Of course, this didn’t mean that national division-themed films following the legacy of films like Swiri and Joint Security Area /JSA were totally out of the picture. One example was JANG Hun’s Secret Reunion (2010). This tale of a South Korean intelligence agent Han-gyu (played by SONG Kang-ho) and North Korean undercover spy Ji-won (played by GANG Dong-won) set itself as a national division-themed version of a buddy cop movie in which a friendship develops between the seemingly irreconcilable rivals as they solve a case together. Such a structure was repeated in later films such as KIM Sung-hoon’s Confidential Assignment (2017) and YANG Woo-suk’s Steel Rain (2017).

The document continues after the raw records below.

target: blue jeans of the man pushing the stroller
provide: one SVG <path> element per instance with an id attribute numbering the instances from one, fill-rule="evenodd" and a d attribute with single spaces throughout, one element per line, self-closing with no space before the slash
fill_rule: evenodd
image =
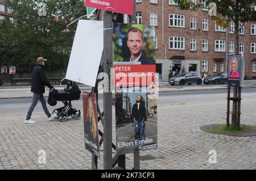
<path id="1" fill-rule="evenodd" d="M 31 119 L 32 112 L 34 111 L 34 108 L 36 107 L 36 104 L 38 104 L 38 100 L 40 100 L 40 102 L 43 106 L 44 113 L 46 113 L 47 117 L 51 117 L 51 113 L 49 113 L 49 111 L 46 107 L 46 99 L 44 99 L 44 95 L 34 93 L 33 98 L 32 98 L 31 106 L 30 106 L 30 108 L 28 109 L 28 112 L 27 112 L 27 120 Z"/>

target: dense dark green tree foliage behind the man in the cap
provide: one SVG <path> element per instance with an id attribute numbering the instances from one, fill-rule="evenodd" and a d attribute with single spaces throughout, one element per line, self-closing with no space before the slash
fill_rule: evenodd
<path id="1" fill-rule="evenodd" d="M 39 2 L 45 2 L 46 16 L 39 16 Z M 6 0 L 12 12 L 0 21 L 1 65 L 31 67 L 36 58 L 47 58 L 49 69 L 67 68 L 76 24 L 64 31 L 73 20 L 86 14 L 82 1 L 77 0 Z"/>

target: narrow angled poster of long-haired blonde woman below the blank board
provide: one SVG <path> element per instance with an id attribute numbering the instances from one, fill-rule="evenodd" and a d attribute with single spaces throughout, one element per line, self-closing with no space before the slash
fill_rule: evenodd
<path id="1" fill-rule="evenodd" d="M 82 92 L 85 148 L 100 158 L 96 94 Z"/>

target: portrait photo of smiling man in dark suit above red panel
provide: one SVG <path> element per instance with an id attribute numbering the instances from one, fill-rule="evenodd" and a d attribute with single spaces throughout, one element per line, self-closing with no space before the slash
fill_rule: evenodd
<path id="1" fill-rule="evenodd" d="M 155 65 L 155 27 L 114 23 L 114 64 Z"/>

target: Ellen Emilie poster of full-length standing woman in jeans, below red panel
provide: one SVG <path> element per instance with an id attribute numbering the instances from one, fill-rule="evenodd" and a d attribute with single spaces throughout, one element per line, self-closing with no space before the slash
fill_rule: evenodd
<path id="1" fill-rule="evenodd" d="M 117 154 L 157 148 L 157 96 L 148 91 L 115 93 Z"/>

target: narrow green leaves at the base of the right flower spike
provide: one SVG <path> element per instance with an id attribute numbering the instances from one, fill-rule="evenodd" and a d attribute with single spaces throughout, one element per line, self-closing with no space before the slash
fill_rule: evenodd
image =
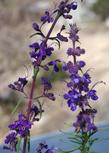
<path id="1" fill-rule="evenodd" d="M 95 132 L 75 132 L 69 133 L 69 142 L 72 143 L 72 150 L 60 151 L 59 153 L 73 153 L 79 151 L 79 153 L 96 153 L 91 151 L 92 145 L 98 141 L 99 138 L 93 137 Z M 75 147 L 74 147 L 75 146 Z"/>

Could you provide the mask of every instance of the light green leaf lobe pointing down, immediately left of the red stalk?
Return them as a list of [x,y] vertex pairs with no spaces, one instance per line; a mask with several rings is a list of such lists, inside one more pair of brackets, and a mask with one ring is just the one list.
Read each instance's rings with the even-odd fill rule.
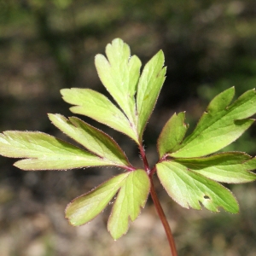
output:
[[108,230],[114,240],[125,235],[129,228],[129,218],[134,221],[138,217],[141,207],[146,204],[149,189],[150,181],[144,170],[130,172],[119,190],[108,219]]

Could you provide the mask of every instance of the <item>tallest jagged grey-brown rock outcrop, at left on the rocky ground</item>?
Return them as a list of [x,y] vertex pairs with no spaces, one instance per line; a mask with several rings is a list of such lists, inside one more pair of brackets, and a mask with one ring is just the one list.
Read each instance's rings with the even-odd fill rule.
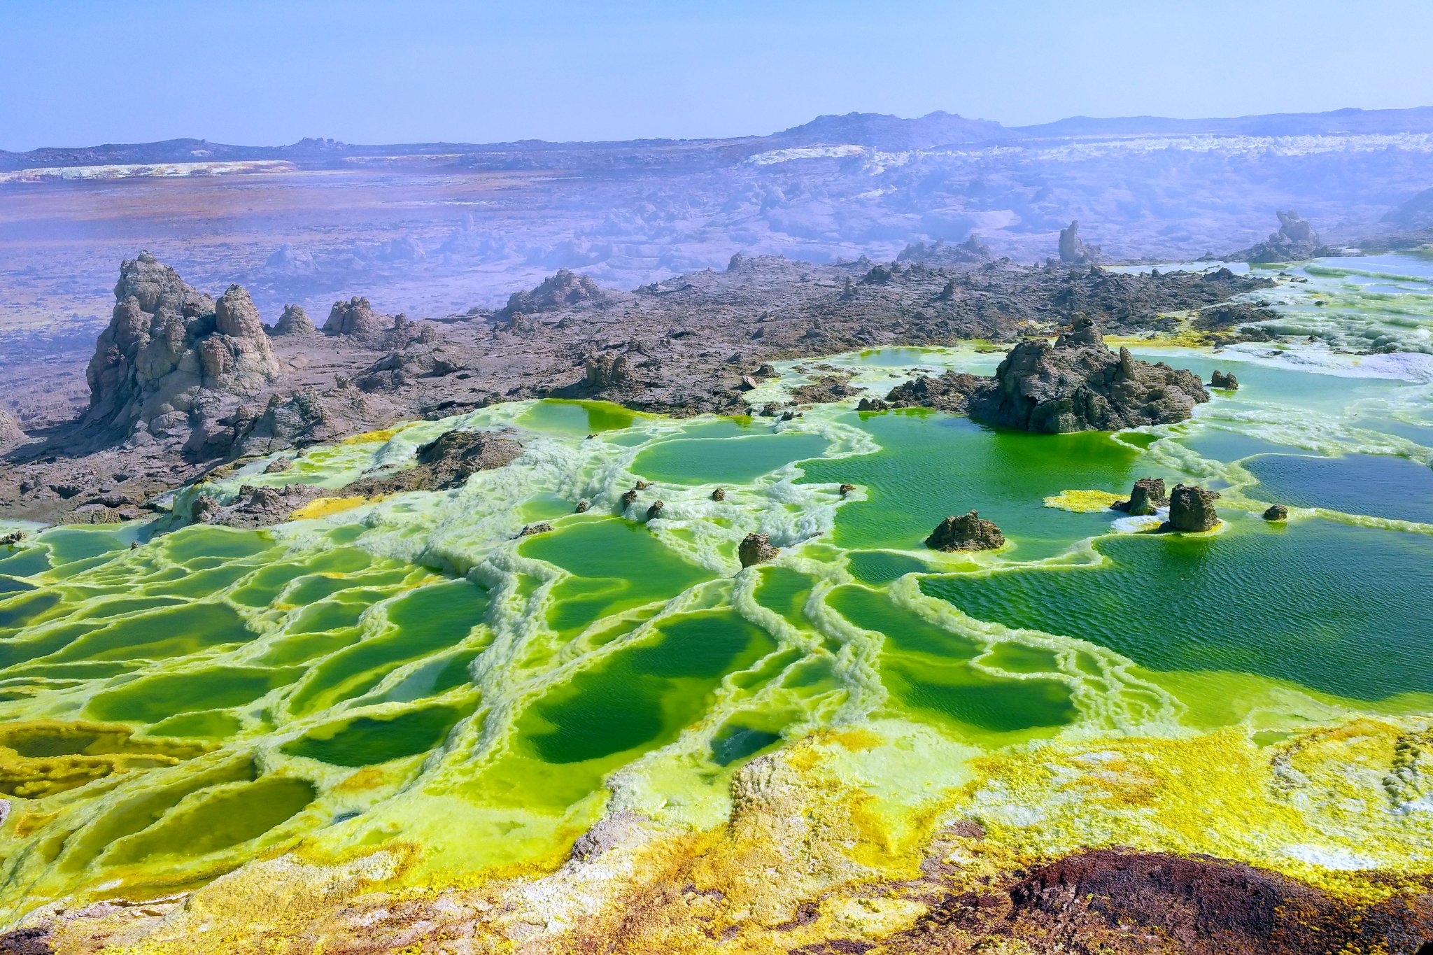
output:
[[[208,451],[224,431],[215,422],[278,378],[278,362],[242,286],[214,301],[142,252],[120,265],[115,311],[85,377],[86,425]],[[191,441],[198,431],[202,440]]]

Confidential Assignment and ILLANG : THE WOLF BRIGADE, Providing a New Framework for National Division-Themed Films
Then, how will the rapid shift to a reconciliation mood between South and North Korea impact national division-themed films in the future? For now, it won’t be easy for Korean films to properly reflect this since the state of this major issue in international affairs is in constant evolution. Nevertheless, YOON Jong-bin’s The Spy Gone North and KIM Jee-woon’s ILLANG : THE WOLF BRIGADE, scheduled for release this summer, suggest a new trend in national division-themed films. Premiered at the Cannes Film Festival Midnight Screening section, The Spy Gone North is inspired by the real-life South Korean spy whose mission was to infiltrate North Korea during the 1990s. Set in the mid-90s, the film tells the story of a military intelligence agent (played by HWANG Jung-min) assigned to disclose North Korea’s nuclear facility under the code name ‘Black Venus’ and succeeds in detecting a secret deal between the South and North Korean ruling class. ILLANG : THE WOLF BRIGADE, a Korean adaptation of the Japanese animation of the same title, brings us to the year 2029 when chaos breaks out after a 5-year plan for reunification between South and North Korea is declared. The film’s protagonist is ‘Illang’ (played by GANG Dong-won), a human weapon member of the new police division called the ‘Special Unit’, created to suppress an anti-reunification terrorist group. ILLANG : THE WOLF BRIGADE will present the clashes between the government preparing for reunification, the armed terrorist group who are against this, and power groups within the government with conflicting positions, as well as different world powers who each have different stakes regarding the reunification of the Korean peninsula.